Cephalochordate

Rezentes lancelet ( Branchiostoma lanceolatum )

The acrania ( Cephalochordata ( Gr. " head chordates " ), Syn: Acrania of ( Altgr. Ακράνια. "Skull Loose " ) ) are a sub-tribe of the chordates. The fossil acrania were an extremely successful group, today these chordates are only three genera of lancelets ( Amphioxiformes ) represented.

Features

The animals are of slender fish -like shape and taper at both ends. A bony skull, a real brain, a spine and extremities are missing. In the mouth, they have Mundcirren which protect the mouth opening.

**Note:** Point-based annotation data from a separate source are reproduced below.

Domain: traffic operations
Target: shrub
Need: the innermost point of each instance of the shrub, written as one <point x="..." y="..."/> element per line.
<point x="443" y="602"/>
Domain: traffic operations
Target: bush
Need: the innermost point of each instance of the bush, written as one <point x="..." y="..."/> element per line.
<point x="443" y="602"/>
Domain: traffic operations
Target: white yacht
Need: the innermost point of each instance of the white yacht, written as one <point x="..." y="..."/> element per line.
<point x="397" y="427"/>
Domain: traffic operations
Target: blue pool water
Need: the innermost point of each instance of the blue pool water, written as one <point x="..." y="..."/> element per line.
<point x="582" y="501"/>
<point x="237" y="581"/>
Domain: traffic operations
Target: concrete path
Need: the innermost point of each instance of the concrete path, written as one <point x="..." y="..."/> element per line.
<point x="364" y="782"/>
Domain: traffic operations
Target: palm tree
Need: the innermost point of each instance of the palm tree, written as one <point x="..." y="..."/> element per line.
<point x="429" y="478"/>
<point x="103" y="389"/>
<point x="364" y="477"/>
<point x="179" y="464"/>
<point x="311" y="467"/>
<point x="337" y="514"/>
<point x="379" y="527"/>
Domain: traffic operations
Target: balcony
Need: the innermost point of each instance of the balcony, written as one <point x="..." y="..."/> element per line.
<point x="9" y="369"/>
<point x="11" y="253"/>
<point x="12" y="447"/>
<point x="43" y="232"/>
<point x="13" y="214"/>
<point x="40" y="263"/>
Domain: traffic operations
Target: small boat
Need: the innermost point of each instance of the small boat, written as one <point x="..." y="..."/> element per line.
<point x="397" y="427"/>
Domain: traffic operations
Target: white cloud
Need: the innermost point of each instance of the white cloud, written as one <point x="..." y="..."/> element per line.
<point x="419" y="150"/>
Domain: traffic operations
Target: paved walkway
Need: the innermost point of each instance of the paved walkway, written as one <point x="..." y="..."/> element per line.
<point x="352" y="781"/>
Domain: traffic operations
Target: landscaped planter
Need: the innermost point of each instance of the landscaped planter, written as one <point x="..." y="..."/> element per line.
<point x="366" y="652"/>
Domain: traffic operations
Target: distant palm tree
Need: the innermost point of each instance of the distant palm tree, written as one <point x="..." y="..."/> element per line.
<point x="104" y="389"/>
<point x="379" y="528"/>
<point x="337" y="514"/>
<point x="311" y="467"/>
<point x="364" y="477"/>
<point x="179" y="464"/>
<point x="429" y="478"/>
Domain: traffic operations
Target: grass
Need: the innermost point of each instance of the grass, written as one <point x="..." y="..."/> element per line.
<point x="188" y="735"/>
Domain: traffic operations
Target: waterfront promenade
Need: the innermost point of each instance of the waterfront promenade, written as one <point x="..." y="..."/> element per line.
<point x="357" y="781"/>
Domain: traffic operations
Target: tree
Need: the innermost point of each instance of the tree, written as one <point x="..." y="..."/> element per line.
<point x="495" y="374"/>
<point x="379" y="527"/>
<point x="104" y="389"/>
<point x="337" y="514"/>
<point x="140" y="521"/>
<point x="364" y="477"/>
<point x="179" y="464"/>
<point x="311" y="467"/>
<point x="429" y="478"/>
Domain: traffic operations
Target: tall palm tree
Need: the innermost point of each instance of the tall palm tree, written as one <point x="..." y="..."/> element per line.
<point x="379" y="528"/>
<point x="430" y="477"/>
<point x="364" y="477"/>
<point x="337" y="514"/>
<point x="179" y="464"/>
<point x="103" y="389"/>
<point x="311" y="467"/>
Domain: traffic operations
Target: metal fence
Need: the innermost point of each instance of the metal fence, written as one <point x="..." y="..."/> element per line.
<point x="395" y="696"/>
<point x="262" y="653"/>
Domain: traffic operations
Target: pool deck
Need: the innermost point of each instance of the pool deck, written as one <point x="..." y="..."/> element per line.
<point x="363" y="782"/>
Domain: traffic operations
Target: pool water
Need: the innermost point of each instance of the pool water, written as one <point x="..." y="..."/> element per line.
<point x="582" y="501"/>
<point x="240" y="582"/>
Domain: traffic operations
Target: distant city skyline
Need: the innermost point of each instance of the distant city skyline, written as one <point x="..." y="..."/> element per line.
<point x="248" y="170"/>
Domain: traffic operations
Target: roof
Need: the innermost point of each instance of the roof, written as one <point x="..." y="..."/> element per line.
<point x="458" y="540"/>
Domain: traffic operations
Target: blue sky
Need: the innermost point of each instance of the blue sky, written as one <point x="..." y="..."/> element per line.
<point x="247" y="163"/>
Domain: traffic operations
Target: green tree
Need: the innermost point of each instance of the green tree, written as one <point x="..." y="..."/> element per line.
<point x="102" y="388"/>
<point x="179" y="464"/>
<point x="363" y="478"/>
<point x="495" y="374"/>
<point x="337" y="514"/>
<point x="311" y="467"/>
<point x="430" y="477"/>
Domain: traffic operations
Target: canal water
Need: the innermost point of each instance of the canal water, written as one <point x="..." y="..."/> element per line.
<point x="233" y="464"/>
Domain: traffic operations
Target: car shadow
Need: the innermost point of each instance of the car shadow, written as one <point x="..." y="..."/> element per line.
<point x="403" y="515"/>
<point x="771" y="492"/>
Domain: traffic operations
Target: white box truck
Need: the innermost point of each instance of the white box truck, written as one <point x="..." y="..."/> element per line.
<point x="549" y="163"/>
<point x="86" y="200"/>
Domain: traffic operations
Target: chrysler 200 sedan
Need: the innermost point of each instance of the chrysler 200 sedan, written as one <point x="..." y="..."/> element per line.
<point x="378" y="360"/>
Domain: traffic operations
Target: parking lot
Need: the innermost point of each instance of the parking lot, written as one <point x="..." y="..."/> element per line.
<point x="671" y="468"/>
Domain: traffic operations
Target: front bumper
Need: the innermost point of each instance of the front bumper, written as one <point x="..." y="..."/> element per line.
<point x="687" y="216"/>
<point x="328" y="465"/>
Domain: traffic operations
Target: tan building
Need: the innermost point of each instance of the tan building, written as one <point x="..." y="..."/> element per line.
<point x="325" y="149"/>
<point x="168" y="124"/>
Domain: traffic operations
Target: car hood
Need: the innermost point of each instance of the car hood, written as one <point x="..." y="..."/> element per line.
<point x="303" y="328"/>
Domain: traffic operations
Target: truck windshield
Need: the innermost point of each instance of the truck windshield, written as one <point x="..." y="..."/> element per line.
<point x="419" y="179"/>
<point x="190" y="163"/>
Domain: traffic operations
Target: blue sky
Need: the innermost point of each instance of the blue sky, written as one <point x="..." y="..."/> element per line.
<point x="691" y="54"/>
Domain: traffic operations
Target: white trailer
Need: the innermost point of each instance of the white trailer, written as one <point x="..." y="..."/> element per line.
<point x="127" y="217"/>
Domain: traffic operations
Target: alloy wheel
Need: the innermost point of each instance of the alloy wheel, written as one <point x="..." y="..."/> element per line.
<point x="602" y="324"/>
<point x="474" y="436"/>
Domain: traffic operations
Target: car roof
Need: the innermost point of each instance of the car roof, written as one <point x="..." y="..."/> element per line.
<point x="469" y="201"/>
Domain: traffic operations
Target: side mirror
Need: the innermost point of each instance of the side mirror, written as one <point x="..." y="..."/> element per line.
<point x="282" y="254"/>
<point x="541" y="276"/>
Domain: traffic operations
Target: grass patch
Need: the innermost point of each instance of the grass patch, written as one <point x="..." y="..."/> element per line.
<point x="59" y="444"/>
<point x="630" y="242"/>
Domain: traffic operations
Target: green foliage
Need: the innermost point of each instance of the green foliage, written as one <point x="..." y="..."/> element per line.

Skull lots have characteristic features ( apomorphies ) that identify them as chordates, including the notochord, a dorsal neural tube and a muscular tail postanalen. You possess an appendix, which is probably homologous to the liver of vertebrates.

System

The acrania are probably the closest relatives of vertebrates ( Vertebrata ), also known as Skull Animals ( Craniata or Craniata ) are called ( Notochordata - Urochordata hypothesis). However, another hypothesis, the acrania basal and sees the tunicates as the closest relatives of vertebrates ( Olfactores - Cephalochordata hypothesis).

Skull lots in the fossil record

The body of acrania are due to lack of cartilaginous or knöchener hard parts rarely get, so their evolutionary history is documented only by bad or doubtful fossil finds. Probably the oldest known form is pikaia from the middle Cambrian about 530 million years ago from the Canadian known for its exceptional soft-bodied Burgess Shale.

The best known fossil acrania are the major index fossils as conodonts with more than 3,000 species described. Your exact systematic position is not clarified, many editors put them to the vertebrates.

Evidence

Footnotes directly after a statement prove the single statement, footnotes directly after a punctuation mark the entire preceding sentence. Footnotes behind a vacancy refer to the entire preceding text.